The cannabis industry is going strong, and legalization throughout the country is changing the way we purchase cannabis products. There is a growing demand for cannabis both medicinally and recreationally and physical dispensaries are popping up more and more to provide in-person access to a wide range of cannabis products.

Cannabis is undoubtedly becoming a big business, and this is no more evident than in the acquisitions of giant industry players by corporations looking to make their mark on this rapidly growing industry. The most recent acquisition of note is that of MedMen’s New York operation by Ascend Wellness Holdings.

 

MedMen and the Growing Demand for Local Dispensaries

MedMen is a Multi-State Operator (MSO), a company with dispensaries in multiple states in the U.S.. MedMen primarily operates in California, where cannabis has been legal both recreationally and medicinally for several years. As we know, cannabis legalization is spreading across the country, with New York being one of the latest states to legalize recreational use, having already had a comprehensive medical marijuana program for quite a while. After California, New York is expected to be the largest market for cannabis in the U.S.. 

MedMen currently has four dispensaries in New York, but has been facing difficulties due to more involved restrictions under state law pertaining to how cannabis can and cannot be sold and marketed. These restrictions are currently being reevaluated as the legalization of recreational cannabis is new to the state. When cannabis was only legal for medicinal purposes in New York, there were still massive restrictions compared to other states, including a restriction on actual flower.
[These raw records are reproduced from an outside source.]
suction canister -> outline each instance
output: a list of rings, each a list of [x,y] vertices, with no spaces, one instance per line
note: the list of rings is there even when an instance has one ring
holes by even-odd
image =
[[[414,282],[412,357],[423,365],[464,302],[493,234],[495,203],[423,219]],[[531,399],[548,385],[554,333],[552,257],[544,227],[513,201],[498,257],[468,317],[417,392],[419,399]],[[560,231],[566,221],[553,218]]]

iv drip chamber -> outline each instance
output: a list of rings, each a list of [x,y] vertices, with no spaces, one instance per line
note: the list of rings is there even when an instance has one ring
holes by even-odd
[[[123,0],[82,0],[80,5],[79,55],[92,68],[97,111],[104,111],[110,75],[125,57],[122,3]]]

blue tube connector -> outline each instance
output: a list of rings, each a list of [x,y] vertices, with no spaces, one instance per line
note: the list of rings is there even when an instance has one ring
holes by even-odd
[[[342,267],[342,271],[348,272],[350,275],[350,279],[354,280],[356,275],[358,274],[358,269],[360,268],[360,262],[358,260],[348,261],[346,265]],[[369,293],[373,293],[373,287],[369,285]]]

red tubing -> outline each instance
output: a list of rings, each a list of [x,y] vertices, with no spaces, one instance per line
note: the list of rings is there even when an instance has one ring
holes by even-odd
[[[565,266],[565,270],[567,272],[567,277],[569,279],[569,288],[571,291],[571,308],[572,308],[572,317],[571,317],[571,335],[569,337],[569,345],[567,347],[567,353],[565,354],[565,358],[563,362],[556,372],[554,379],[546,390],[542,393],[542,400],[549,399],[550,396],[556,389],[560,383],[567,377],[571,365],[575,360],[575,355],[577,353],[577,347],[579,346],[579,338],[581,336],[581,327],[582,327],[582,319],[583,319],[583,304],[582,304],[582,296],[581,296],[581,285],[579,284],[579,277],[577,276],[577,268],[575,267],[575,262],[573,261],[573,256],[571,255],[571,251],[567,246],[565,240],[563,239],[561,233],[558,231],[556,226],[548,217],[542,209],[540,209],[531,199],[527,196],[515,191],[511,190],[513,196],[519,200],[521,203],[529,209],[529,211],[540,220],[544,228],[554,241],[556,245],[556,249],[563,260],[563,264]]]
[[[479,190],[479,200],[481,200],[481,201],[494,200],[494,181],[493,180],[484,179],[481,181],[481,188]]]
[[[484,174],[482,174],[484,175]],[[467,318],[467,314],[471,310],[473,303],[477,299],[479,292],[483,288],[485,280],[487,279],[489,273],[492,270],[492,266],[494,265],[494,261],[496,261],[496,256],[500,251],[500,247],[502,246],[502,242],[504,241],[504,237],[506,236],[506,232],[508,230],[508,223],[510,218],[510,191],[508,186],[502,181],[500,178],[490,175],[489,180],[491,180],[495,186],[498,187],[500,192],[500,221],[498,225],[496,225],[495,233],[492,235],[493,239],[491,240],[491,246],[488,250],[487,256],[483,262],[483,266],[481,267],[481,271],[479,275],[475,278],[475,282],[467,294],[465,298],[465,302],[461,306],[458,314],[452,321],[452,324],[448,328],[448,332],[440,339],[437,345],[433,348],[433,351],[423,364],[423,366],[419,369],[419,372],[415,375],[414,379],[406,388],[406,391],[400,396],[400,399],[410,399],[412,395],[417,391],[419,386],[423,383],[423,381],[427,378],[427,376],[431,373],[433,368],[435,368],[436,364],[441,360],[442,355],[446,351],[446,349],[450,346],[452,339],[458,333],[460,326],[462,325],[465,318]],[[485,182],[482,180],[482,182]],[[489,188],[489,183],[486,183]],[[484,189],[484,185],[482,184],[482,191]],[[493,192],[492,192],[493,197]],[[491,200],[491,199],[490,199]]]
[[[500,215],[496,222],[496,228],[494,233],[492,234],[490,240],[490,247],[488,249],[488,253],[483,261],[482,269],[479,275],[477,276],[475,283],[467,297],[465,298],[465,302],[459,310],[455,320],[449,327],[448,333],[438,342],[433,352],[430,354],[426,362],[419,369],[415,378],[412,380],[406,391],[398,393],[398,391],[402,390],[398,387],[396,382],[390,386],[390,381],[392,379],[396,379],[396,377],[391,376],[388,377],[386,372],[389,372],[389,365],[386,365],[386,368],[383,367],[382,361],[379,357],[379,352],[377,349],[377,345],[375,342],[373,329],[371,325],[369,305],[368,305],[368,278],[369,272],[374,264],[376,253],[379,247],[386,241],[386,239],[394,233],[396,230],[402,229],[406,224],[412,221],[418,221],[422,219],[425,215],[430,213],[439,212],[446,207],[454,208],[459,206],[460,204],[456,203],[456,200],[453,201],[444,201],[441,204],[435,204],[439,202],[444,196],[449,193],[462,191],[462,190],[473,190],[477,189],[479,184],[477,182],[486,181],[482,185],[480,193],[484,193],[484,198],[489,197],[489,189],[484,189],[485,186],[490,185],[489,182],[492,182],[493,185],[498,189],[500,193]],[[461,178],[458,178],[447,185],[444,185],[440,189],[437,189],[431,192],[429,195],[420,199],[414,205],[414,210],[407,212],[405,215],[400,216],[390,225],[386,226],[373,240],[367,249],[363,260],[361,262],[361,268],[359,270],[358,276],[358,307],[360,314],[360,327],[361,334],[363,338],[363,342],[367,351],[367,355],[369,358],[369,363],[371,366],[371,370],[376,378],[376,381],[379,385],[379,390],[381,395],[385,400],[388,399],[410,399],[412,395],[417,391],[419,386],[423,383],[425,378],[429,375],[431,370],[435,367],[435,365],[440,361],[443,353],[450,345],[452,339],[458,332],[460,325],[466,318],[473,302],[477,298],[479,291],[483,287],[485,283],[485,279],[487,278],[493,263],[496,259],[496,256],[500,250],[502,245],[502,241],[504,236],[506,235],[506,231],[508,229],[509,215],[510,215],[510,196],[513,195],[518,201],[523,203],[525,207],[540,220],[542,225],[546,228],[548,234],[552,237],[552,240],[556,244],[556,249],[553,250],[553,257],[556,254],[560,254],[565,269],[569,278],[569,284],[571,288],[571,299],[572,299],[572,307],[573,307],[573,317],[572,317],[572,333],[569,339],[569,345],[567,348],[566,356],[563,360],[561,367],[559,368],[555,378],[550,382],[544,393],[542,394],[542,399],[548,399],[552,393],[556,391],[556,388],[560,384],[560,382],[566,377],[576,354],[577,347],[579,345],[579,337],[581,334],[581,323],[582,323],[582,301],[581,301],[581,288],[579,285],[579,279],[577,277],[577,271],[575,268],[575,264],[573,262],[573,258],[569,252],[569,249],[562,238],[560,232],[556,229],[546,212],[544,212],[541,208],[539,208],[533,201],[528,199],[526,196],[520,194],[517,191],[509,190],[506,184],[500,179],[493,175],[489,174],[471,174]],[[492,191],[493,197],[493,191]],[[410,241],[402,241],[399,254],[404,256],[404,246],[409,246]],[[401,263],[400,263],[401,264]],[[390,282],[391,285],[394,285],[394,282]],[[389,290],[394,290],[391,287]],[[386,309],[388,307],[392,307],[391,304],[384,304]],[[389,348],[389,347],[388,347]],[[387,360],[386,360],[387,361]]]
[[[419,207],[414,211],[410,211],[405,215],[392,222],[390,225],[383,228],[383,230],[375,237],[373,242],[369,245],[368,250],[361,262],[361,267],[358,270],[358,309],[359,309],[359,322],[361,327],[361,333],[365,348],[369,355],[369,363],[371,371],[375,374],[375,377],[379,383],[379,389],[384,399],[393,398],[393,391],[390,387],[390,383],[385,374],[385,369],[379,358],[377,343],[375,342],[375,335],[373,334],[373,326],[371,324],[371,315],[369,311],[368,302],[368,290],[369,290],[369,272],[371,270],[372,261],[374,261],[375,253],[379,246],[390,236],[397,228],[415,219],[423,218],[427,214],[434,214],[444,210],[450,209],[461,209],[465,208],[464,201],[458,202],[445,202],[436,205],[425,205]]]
Furthermore, MedMen was one of the earliest MSO to enter the space and expanded aggressively across the U.S. before facing financial problems, lawsuits, and a power struggle that ultimately lead to a permanent change in leadership. Now the company is in the middle of a turnaround. 

With recreational marijuana use just on the horizon in New York, larger corporations are seeing enormous opportunity as the local market is expected to soar in the coming months.

Ascend Wellness Holdings

Enter Ascend Wellness Holdings, a Massachusetts-based company with operations currently in five states. AWH has acquired MedMen’s New York operation for $63 million, taking on 86.7% of the company’s interest. The agreement involves investing $35 million upfront into MedMen’s New York subsidiary, and a $28 million loan to relieve the company of its piling debts. AWH also has the option to purchase the remaining equity for $10 million. Both companies are optimistic that New York’s new legalization plan will allow this money to be returned quickly, with MedMen maintaining a solid reputation on the local cannabis scene despite their financial struggles in the background.

The deal cannot be completed, however, until it is approved by the New York State Department of Health, which oversees all medical cannabis dispensaries throughout the state. Once approved, MedMen’s four locations in New York could see a whole new era of profitability, offering cannabis products to adults without requiring a medical license to conduct business transactions with consumers. There is no doubt that this new change in legalization will be profitable, as MedMen already has an advantage thanks to its reputation for offering top-shelf cannabis while operating in prime locations such as Fifth Avenue.